Monday, November 13, 2006
Rubber ducky
I was asked to contribute an ATC (Artist Trading Card) to a colleague in an art forum to commemorate the impending birth of her first baby - a girl. The opportunity piqued my curiosity as I hadn't done much work on that scale before. An artist trading card is 2.5 x 3.5 inches so miniaturizing a drawing to fit into that space took a little experimental drawing first.
Here is the result. It will be mailed off to her this week and become part of what I hope will be an assortment of ATCs that she receives. It should make an interesting keepsake that will prove a real talking point now and into the future. It was completed in Prismacolor pencils on Moleskine watercolour sketchbook - small, which I then cut down.

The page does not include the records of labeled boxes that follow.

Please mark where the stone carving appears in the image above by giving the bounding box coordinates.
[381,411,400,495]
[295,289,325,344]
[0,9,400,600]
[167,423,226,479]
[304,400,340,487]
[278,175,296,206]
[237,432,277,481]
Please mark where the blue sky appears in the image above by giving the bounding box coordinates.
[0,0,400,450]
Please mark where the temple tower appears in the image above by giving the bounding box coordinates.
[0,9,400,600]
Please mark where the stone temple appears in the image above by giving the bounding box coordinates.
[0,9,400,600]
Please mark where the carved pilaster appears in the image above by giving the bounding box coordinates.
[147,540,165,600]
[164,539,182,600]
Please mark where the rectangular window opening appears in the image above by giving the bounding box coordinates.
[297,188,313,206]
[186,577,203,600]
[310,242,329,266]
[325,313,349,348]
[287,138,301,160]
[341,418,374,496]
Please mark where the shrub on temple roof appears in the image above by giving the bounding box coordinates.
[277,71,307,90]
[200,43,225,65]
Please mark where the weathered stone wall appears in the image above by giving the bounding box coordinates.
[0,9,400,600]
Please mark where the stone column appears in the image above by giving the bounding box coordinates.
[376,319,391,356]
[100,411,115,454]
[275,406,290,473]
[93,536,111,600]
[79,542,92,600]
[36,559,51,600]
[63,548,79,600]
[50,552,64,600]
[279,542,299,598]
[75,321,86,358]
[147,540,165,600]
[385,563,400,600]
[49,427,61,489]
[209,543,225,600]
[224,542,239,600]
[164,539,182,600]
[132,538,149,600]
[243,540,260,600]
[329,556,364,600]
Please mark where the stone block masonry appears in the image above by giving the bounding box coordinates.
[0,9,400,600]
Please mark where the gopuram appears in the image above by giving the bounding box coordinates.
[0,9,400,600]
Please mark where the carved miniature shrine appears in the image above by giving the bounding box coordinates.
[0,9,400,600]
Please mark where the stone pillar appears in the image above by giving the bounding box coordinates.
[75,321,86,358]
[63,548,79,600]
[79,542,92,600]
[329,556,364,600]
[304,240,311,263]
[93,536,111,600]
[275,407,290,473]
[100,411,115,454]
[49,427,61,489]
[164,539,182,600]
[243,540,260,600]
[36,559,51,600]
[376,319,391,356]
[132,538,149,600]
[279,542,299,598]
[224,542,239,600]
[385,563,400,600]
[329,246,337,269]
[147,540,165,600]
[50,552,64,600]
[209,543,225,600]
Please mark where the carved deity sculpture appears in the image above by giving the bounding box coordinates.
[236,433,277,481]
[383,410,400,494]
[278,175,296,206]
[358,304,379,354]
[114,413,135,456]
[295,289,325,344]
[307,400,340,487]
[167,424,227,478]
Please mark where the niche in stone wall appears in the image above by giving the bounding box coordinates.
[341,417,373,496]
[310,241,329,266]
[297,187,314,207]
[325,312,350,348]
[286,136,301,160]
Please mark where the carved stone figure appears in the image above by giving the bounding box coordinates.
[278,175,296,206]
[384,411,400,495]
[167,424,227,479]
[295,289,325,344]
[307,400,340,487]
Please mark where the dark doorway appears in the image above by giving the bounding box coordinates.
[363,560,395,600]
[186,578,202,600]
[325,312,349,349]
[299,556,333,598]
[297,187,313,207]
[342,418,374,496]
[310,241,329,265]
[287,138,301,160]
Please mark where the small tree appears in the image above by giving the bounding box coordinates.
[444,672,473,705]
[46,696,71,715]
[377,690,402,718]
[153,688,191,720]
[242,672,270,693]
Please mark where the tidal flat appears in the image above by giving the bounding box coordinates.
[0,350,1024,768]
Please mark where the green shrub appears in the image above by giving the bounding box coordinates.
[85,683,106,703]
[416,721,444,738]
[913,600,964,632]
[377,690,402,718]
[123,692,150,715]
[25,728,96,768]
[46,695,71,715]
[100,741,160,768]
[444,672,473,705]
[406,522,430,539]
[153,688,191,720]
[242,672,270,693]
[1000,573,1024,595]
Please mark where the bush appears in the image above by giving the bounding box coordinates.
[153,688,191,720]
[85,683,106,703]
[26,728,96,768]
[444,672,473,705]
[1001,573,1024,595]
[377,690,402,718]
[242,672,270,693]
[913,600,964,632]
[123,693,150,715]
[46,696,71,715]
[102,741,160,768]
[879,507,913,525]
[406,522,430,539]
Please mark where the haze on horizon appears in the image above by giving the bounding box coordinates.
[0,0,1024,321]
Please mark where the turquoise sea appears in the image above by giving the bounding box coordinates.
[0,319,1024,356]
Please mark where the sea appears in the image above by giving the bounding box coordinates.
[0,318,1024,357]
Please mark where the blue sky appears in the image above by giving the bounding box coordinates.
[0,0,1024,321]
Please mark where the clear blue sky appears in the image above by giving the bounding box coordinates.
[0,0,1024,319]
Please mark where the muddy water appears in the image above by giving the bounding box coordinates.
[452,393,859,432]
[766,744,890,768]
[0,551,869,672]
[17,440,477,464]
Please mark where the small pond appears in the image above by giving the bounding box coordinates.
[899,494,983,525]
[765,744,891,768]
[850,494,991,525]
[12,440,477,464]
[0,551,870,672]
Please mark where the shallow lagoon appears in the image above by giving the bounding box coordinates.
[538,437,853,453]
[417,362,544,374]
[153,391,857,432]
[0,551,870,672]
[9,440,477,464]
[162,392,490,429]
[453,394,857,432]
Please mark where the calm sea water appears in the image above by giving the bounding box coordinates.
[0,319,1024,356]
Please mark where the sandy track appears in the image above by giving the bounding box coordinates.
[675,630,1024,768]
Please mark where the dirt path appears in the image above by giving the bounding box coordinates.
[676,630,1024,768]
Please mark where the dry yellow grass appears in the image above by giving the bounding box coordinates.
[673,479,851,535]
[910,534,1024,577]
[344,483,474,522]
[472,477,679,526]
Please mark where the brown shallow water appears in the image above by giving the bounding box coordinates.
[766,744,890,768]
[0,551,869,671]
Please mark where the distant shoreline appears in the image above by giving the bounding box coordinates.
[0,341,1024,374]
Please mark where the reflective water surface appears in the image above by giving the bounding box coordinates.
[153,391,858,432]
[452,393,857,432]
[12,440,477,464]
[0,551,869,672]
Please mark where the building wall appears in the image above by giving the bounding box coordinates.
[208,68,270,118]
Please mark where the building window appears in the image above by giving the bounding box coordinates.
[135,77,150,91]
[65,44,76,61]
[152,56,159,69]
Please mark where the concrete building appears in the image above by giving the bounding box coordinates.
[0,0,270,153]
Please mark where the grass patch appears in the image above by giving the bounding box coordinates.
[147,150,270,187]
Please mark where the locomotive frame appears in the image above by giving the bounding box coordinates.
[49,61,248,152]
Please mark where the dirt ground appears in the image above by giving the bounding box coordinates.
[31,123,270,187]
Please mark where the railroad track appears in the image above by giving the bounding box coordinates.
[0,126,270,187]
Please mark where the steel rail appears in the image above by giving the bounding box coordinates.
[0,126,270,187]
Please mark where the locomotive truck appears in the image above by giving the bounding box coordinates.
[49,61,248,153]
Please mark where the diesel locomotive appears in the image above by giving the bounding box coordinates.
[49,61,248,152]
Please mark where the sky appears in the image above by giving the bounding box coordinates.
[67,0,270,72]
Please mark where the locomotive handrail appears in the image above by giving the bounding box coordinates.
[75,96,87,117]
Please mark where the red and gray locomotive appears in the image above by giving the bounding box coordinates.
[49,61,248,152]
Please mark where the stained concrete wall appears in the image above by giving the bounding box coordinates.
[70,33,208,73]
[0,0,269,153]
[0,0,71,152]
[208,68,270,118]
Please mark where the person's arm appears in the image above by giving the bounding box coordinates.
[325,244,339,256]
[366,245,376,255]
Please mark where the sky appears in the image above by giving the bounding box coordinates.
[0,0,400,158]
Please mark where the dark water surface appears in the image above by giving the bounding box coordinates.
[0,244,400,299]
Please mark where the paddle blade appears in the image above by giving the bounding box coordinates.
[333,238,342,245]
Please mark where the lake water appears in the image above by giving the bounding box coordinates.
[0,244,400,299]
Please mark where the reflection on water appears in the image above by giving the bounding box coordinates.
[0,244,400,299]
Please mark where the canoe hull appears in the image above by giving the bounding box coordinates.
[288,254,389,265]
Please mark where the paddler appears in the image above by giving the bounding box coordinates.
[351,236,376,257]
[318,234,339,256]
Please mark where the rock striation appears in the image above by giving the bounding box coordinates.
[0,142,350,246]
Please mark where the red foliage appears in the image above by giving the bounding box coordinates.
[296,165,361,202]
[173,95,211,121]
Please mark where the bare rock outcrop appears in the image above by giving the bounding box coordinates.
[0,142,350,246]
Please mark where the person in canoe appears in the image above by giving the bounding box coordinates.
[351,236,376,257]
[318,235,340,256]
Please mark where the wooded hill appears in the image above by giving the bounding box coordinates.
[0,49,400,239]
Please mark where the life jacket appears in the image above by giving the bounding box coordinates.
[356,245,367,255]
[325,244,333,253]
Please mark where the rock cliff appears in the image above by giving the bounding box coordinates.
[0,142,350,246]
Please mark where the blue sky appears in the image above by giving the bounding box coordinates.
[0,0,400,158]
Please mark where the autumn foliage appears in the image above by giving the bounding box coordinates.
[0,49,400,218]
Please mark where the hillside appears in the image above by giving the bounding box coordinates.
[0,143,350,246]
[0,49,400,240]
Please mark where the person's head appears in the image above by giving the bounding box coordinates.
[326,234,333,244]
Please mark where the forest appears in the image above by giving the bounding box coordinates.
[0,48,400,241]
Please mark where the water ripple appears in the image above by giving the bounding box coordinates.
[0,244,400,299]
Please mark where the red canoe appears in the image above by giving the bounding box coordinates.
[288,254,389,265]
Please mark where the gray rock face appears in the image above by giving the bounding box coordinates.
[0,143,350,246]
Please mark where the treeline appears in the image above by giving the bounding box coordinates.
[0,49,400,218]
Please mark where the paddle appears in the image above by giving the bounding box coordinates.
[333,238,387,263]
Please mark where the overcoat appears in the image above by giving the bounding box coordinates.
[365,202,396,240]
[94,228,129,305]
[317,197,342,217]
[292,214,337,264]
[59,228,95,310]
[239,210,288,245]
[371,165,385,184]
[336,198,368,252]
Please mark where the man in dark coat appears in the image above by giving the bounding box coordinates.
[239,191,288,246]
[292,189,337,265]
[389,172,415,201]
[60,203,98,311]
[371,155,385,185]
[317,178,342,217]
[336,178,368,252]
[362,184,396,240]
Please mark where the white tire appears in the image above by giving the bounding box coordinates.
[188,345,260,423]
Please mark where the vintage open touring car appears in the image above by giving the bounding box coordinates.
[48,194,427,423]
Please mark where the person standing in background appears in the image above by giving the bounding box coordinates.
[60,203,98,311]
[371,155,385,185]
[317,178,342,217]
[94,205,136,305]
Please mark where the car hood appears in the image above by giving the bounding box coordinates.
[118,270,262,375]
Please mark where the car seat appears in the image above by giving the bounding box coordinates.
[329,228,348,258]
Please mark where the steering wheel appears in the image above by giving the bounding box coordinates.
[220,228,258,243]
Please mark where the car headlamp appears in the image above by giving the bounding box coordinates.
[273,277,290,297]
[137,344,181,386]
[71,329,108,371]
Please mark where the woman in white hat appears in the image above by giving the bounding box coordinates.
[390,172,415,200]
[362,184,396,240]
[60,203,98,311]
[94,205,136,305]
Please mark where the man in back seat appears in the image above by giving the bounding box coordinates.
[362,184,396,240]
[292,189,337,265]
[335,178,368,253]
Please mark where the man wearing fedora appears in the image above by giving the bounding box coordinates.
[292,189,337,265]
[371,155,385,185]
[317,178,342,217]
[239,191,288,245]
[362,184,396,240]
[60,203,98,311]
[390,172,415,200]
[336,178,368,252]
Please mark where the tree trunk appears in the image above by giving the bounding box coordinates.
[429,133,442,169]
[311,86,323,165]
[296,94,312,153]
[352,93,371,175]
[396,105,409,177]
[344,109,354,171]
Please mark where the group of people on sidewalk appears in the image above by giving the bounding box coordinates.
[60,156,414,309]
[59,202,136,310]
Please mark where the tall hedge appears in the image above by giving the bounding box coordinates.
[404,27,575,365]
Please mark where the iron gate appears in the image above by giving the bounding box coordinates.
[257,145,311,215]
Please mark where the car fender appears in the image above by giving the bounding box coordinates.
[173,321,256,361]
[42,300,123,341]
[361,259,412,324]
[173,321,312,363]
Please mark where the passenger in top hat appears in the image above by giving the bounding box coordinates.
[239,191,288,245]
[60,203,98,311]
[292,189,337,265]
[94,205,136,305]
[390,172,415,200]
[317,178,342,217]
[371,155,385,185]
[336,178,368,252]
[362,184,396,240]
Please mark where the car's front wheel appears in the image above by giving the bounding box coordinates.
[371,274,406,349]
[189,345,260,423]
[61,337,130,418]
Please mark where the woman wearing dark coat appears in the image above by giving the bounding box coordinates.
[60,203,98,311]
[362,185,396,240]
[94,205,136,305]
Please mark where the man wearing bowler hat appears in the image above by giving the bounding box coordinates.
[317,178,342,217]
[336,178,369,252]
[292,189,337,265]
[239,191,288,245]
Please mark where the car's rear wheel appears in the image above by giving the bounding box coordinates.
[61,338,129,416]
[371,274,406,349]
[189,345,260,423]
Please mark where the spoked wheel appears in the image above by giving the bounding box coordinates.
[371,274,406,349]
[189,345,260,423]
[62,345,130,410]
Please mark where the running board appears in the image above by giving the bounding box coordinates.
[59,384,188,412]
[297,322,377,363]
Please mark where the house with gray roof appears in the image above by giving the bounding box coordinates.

I've been on a search lately for childhood memories of toys. Finding them is a challenge as most traditional toys have been modernized and are no longer the dull, utilitarian colours or sizes that I recall from my childhood but now come in garish neon colours and plastic with flashing lights. So simply finding a rubber duck was the challenge. My other search is for a set of jacks. Simple gunmetal grey aluminum jacks with a little red ball. What can I find instead? Bright fluorescent green, pink and yellow jacks that a child would find near impossible to catch more than two in their hand, combined with a clear blue plastic ball that flashes green and red lights when it bounces. When on when, will manufacturers embrace the concept and not **** with stuff that already was perfectly good?
So if anyone reading this has a set of jacks - the REAL ones - that they'd like to part company with, please let me know. I'll pay for them. I want to use them as part of a series of drawings and paintings of traditional childhood toys.